Career
At the age of 17, Medvedeva moved to Los Angeles where she found work as a model, posing for Playboy and for the cover of The Cars' self-titled debut album in 1978.
She was married to Eduard Limonov, a controversial Russian novelist and later leader of the National Bolshevik Party, whom she met in 1982 in Los Angeles. Her LA period is depicted in her novel Hotel California (1989). In 1982, Medvedeva moved to Paris and became a piano bar singer. She wrote poetry, essays for French magazines, and published two novels in 1985 and 1987. In 1989 she participated in a collective poetry project, The Last December 16, 1989, together with poets Oleg Prokofiev and Anton Koslov Mayr. This project was published as a book the same year by William Brui.

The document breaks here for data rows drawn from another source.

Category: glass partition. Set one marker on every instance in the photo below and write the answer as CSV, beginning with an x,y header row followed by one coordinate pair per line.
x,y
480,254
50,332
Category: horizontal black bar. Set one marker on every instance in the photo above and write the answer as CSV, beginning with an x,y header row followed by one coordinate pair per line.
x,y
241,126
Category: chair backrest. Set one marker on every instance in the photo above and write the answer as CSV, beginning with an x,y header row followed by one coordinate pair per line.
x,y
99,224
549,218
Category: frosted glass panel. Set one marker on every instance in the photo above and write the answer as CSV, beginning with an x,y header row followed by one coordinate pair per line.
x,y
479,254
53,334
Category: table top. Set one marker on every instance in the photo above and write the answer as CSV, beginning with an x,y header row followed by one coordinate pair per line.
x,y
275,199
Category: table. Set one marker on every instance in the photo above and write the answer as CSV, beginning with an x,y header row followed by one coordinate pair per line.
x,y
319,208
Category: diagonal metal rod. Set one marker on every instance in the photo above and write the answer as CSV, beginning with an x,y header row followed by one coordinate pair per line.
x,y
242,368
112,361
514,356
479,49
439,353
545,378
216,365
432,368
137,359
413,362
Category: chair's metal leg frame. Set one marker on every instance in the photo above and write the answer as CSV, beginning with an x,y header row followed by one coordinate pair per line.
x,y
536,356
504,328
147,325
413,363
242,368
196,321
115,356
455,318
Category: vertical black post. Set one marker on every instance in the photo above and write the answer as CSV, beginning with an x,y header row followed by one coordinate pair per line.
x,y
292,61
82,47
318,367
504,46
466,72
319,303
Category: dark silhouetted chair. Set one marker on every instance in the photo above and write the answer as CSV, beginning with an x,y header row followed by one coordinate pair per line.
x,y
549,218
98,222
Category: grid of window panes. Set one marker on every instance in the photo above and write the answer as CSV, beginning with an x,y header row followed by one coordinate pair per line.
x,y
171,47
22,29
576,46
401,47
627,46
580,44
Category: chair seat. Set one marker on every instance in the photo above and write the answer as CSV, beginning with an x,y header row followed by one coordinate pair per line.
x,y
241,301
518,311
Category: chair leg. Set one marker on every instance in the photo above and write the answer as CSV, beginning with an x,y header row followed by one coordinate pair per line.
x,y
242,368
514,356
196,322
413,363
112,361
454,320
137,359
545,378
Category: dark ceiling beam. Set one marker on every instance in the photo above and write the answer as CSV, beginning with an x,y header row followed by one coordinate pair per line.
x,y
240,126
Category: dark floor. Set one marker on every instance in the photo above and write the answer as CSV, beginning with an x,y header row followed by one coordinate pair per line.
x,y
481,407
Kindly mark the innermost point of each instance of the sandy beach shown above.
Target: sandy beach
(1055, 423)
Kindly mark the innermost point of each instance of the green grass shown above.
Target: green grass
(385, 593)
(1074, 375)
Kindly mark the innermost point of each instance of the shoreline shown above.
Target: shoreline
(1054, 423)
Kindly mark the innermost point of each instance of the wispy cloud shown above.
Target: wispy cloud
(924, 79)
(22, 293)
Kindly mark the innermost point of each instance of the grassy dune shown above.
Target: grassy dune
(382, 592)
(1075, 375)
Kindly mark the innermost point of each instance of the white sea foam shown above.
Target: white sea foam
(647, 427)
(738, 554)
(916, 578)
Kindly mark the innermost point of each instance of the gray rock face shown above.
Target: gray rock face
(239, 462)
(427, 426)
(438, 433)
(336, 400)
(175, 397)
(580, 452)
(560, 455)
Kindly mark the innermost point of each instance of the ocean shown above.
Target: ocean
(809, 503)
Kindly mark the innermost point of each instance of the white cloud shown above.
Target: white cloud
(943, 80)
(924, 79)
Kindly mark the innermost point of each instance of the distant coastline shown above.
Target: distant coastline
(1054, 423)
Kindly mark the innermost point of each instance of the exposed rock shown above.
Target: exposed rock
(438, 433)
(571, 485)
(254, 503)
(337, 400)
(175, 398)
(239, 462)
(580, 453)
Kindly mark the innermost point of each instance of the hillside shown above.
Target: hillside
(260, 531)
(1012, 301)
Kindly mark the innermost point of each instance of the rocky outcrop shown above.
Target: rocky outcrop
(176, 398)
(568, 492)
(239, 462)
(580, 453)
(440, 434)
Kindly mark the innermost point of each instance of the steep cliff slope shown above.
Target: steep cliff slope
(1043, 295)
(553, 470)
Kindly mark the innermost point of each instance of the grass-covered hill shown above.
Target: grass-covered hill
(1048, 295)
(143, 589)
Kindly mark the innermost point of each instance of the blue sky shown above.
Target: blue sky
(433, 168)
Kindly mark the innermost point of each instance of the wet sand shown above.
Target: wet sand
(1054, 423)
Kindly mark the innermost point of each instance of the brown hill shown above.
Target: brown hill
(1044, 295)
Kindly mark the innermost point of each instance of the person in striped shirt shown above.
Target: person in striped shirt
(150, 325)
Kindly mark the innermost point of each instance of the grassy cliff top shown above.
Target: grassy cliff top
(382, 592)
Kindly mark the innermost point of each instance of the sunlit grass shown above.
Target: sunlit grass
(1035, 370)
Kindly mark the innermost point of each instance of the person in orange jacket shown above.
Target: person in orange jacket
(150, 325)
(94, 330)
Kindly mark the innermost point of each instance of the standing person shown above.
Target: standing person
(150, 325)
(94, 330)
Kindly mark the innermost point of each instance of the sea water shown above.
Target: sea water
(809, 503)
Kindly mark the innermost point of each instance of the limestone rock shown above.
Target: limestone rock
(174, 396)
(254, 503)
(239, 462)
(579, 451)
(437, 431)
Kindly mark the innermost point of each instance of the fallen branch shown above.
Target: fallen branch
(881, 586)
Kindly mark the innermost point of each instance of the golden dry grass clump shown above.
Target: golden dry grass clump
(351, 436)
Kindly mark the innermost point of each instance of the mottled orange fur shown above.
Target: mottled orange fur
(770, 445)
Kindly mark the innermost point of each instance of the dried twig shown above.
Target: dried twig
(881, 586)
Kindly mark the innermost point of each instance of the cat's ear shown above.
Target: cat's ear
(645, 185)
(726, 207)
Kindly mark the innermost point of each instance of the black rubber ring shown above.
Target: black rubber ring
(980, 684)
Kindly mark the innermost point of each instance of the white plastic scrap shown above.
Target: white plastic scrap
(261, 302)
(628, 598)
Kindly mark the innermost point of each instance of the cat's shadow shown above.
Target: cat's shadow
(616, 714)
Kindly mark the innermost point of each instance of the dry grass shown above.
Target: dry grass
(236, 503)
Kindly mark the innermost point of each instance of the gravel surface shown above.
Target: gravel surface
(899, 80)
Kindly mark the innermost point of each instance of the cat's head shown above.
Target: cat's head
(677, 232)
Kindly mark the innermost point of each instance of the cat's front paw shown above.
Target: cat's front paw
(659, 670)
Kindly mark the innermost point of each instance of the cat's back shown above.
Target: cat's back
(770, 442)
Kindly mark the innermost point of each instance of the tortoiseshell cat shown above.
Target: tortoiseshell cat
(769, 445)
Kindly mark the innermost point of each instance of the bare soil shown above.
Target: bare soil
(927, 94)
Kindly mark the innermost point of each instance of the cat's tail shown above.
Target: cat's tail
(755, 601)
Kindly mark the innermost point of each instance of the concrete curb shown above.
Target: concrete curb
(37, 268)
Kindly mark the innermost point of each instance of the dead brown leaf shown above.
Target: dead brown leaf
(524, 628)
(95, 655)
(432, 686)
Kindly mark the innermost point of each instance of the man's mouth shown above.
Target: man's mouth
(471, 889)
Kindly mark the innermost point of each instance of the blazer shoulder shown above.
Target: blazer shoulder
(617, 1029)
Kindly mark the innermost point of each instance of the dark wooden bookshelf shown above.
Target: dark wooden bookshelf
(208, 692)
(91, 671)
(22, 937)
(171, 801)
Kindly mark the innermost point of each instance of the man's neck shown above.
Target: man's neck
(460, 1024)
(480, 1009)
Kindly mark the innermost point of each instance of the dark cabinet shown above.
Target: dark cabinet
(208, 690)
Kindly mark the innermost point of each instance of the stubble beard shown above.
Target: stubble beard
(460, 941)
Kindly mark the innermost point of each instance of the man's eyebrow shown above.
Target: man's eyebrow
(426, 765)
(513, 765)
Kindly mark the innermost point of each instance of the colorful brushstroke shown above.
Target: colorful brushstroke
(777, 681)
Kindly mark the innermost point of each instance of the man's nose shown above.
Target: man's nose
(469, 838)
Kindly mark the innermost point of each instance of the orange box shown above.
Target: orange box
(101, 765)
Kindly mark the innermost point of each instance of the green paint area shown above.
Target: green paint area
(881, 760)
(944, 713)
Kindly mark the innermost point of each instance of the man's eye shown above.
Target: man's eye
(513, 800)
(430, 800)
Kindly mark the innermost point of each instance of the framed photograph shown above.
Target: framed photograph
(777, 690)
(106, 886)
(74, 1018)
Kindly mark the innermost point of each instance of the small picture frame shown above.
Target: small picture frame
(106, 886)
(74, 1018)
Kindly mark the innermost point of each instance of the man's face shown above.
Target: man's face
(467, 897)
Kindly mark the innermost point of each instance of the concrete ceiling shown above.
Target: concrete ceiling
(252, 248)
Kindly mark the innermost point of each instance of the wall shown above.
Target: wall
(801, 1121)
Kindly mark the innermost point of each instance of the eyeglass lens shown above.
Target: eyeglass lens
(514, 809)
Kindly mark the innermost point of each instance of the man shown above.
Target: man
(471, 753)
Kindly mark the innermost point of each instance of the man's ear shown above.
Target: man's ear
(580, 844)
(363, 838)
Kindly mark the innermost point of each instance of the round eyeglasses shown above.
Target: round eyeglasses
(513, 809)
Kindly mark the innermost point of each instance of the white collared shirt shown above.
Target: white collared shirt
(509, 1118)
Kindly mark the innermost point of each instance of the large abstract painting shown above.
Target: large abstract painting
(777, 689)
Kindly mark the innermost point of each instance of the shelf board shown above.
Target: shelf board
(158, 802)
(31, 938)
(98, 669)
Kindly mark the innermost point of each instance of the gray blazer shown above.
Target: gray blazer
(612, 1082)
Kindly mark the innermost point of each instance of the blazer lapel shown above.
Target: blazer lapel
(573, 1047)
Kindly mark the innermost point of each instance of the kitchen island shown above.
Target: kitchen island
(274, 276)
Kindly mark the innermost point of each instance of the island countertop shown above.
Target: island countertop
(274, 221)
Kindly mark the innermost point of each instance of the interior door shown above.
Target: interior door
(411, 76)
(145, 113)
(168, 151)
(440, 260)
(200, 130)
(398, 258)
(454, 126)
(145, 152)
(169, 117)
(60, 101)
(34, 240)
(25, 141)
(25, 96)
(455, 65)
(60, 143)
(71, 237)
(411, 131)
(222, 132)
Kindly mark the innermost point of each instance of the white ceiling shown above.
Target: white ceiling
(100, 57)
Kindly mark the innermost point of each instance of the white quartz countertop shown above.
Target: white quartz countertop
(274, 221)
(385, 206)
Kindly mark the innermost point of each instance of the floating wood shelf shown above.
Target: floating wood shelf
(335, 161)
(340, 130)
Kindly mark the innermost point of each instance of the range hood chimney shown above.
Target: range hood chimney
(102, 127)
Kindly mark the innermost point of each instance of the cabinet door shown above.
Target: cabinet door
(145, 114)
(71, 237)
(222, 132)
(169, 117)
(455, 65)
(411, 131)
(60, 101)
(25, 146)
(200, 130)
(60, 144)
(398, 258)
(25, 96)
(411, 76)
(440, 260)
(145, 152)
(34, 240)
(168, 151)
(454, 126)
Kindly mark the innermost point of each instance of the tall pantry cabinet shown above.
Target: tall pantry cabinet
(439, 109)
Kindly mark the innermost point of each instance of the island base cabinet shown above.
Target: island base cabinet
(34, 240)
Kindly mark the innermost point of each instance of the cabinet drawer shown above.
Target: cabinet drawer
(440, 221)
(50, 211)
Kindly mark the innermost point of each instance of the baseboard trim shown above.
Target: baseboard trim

In the early 1990s, Medvedeva introduced herself as a Novy Vzglyad representative in France).
In October 1993 Medvedeva initiated an appeal to end the siege of the White House (Russian parliament) organized by Boris Yeltsin. An open letter signed by a number of Russian artists and writers was published by the French press. In late 1993 Medvedeva, following Limonov, moved to Moscow. They divorced in 1994. In the late 1990s Medvedeva had a relationship with Serguei Vysokosov, the lead guitarist from Corrosia Metalla. She recorded two albums in Russia – Trubinal Natalii Medvedevoi (Natalya Medvedeva's Tribunal) and A U Nikh Byla Strast' ("They had a passion").
At the time of her death, Medvedeva was living in Moscow. She died in her sleep of a heart attack on February 3, 2003; she was 44. Her ashes were spread over St. Petersburg, Paris and Los Angeles.